Inizio settimana tranquillo sui mercati.

MERCATO ASIATICO

L’Asia ha accolto con soddisfazione il labour market report US. Fortissima Tokyo (+2.3%), galvanizzata dal calo dello Yen, l’unica divisa tra le principali a mostrare una reazione coerente ai payrolls. Ulteriore supporto al sentiment è giunto dal trade balance cinese di novembre, con le esportazioni molto più alte delle attese (+12.7% YoY vs +7% atteso). Il CPI novembre in calo completa il quadro, riducendo la necessità di manovre restrittive. Sempre in Cina, la People Bank of China ha permesso allo Yuan di segnare i massimi storici contro $, lasciando intendere che potrebbe essere in arrivo un allargamento della banda di oscillazione.
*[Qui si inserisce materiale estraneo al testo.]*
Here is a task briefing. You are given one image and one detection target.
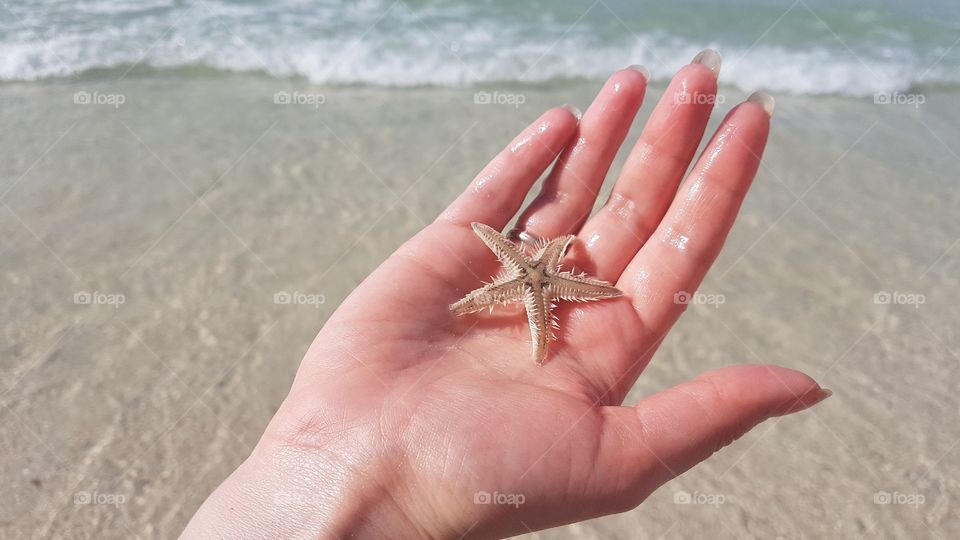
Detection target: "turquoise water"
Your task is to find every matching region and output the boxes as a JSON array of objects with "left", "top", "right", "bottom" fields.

Alcuni vi hanno letto un segnale di determinazione nel portare avanti le riforme. Infine Bombay continua ad avvantaggiarsi della vittoria elettorale dell’opposizione alla elezioni locali.

MERCATO EUROPEO

L’ Europa aveva gia fattorizzato venerdi l’euforia per i payrolls e quindi ha aperto con un mood più tranquillo. La robusta vittoria di Renzi alle primarie PD ha alimentato un po’ di dibattito tra gli investitori circa la possibilità che il percorso delle riforme acceleri, e gli asset italiani ne hanno tratto beneficio. Milano ha recuperato un po’ di performance nei confronti degli altri indici europei, e i BTP chiudono a 229 basis points vs Bund, per la prima volta sotto 230 da luglio 2011.
In tarda mattinata, la produzione industriale tedesca di ottobre ha nuovamente deluso il consenso (-1.2% da prec -0.7% e vs attese per +0.7%). Il dato ripropone l’enigma della divergenza tra le survey e i cosiddetti “hard data”. Dall’inizio del secondo semestre, il PMI manifatturiero tedesco in media è stato di 51.3 (52.6 i servizi), non un gran livello, ma costantemente sopra la soglia di espansione. Per contro, la produzione industriale è calata di circa 1.4% nello stesso periodo, a livello aggregato. Ne i factory orders di ottobre, usciti la scorsa settimana a -2.2% su settembre, fanno sperare in un’ immediata accelerazione dell’output.

GAP SURVERY-HARD DATA

In generale, il gap survey-hard data sta diventando una caratteristica stabile di questo ciclo. In US, le medie dei primi 4 mesi del secondo semestre per l’ISM manufacturing e l’ISM services si collocano rispettivamente a 55.9 e 56.1, valori che implicano livelli di attività significativamente superiori rispetto a quanto registrato da produzione industriale, factory e durable goods orders per lo stesso periodo.
Un po’ di ritardo tra survey e real activity data è normale. Ma il fenomeno sta raggiungendo proporzioni tali in alcune aree, da far ritenere che le survey abbiano preso a sovrastimare permanentemente il ciclo. Oggi i dati di output francese, inglese e italiano permetteranno ulteriori considerazioni sul tema.
In ogni caso, gli investitori al momento ripongono maggior fiducia nelle survey, come si nota dalla reazione dei mercati, che hanno snobbato il dato.

MERCATO US

In US, in assenza di dati macro pesanti, gli occhi sono puntati nelle prossime ore su diversi membri FED che terranno il loro ultimo discorso prima di un auto imposto silenzio stampa pre FOMC.
Venerdi sera, Evans, noto per essere una colomba, ha dichiarato che il livello dell’inflazione lo preoccupa, e che comunque prima di modificare la politica monetaria vorrebbe avere ulteriori evidenze che i miglioramenti del mercato del lavoro sono sostenibili. Vedremo cosa aggiungeranno Lacker, Bullard e Fischer, rispettivamente una colomba, un equilibrato e un falco, tutti di scena stasera.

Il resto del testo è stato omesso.